The new hosts were each given a designated role. For example, movie reviews were now handled by only two critics, Robyn Griggs and Joel Savani. Brad Kane meanwhile, hosted the Rated K Update. In these short segments (that usually ran during commercial breaks or during longer shows), Kane interviewed famous young people and discussed topics in entertainment and politics in a fun way that was designed to appeal to children. Among the people that Kane interviewed were Alyssa Milano, Chad Allen, and Carrie Fisher.

The sets were also completely overhauled to resembling a movie concession stand with a pastel color palette. And unlike the more unpolished and improvised presentation of the first year and a half of Rated K, the show by 1988 took on a more scripted form.

Besides movie reviews, Rated K now also did more extensive behind the scenes features, and started spotlighting other children's media such as video games and theme park attractions. Rated K also got age appropriate celebrities to do on-scene reporting like Wil Wheaton going to Universal Studios Hollywood to talk about the Star Trek Adventure attraction.

In an effect, the revamped version of Rated K: For Kids by Kids bore a closer resemblance to a television newsmagazine like Entertainment Tonight than At the Movies. This iteration of Rated K would last through its final broadcast on December 18, 1988.

===Aftermath===
On April 1, 1989 (coincidentally, the network's 10th anniversary), Nickelodeon premiered a three hour long variety series called Total Panic. Total Panic reconfigured Rated K: For Kids by Kids into a segment for its show. The Rated K segment on Total Panic was hosted by Molly Scott.

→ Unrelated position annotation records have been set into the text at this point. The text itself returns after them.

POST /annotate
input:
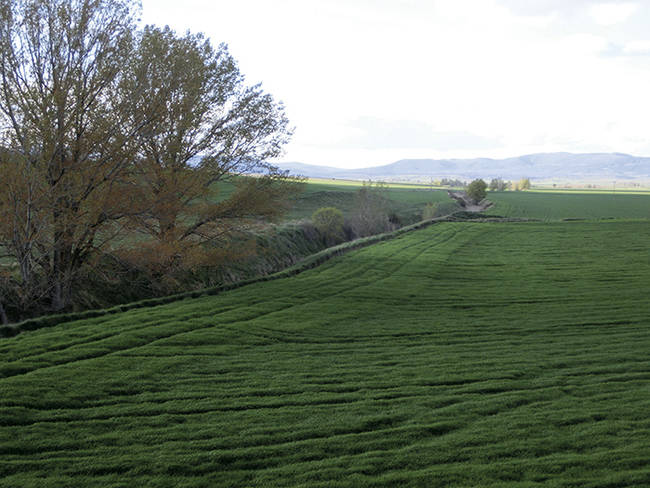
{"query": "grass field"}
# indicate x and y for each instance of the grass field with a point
(404, 200)
(576, 205)
(465, 354)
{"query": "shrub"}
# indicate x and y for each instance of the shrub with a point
(476, 190)
(329, 222)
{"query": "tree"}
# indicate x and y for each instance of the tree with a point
(497, 184)
(207, 128)
(329, 221)
(370, 215)
(64, 148)
(476, 190)
(430, 210)
(108, 129)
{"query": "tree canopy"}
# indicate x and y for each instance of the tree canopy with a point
(107, 127)
(476, 190)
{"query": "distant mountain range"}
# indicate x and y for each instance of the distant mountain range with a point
(544, 166)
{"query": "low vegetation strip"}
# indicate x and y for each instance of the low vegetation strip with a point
(550, 206)
(463, 354)
(305, 264)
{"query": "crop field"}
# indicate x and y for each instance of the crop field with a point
(575, 205)
(406, 201)
(463, 354)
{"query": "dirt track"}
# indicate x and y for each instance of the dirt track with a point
(467, 204)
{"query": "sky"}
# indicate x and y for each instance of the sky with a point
(369, 82)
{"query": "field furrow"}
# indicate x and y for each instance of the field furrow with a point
(463, 354)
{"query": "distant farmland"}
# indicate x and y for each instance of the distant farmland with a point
(561, 205)
(464, 354)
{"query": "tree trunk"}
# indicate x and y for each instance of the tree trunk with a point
(3, 316)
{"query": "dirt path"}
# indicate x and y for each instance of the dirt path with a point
(467, 204)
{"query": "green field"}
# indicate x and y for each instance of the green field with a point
(464, 354)
(576, 205)
(403, 200)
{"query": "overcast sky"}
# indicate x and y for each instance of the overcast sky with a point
(368, 82)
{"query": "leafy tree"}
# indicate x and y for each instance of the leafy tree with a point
(207, 127)
(476, 190)
(429, 211)
(108, 129)
(497, 184)
(370, 215)
(329, 221)
(65, 150)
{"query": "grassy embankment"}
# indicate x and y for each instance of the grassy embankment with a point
(464, 354)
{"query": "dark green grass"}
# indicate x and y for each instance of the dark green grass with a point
(406, 203)
(557, 206)
(464, 354)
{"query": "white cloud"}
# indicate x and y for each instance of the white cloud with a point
(368, 82)
(637, 47)
(612, 13)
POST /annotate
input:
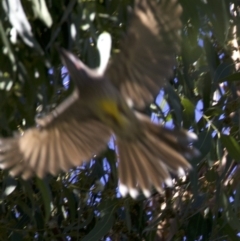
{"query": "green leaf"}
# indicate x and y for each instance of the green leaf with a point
(103, 226)
(41, 11)
(230, 78)
(188, 112)
(203, 144)
(46, 194)
(232, 146)
(204, 86)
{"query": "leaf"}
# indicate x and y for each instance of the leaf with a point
(41, 11)
(71, 202)
(46, 194)
(19, 21)
(223, 70)
(203, 144)
(232, 146)
(230, 78)
(10, 185)
(188, 112)
(204, 86)
(106, 222)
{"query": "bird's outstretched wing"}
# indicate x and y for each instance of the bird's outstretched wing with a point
(147, 52)
(64, 138)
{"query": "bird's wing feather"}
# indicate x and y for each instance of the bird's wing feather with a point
(147, 52)
(65, 138)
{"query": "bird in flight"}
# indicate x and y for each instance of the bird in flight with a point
(105, 102)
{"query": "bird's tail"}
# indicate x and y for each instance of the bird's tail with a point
(147, 161)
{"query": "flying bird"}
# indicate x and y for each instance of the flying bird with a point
(105, 102)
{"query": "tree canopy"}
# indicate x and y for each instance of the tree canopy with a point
(203, 96)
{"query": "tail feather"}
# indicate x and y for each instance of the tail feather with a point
(147, 161)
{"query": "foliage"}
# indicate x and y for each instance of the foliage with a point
(203, 96)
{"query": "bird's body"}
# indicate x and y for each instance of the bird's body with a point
(102, 104)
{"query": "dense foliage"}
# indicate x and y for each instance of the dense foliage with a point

Among the films spotlighted in this time frame were Eddie and the Cruisers II: Eddie Lives! (including an interview with its star Michael Paré) and the Tom Hanks vehicle Turner & Hooch. Scott would invite at least two members of the studio audience to share their own thoughts on the films. The film review segments on Total Panic actually used the second generation set from Rated K, which was a movie concession stand with a pastel color palette.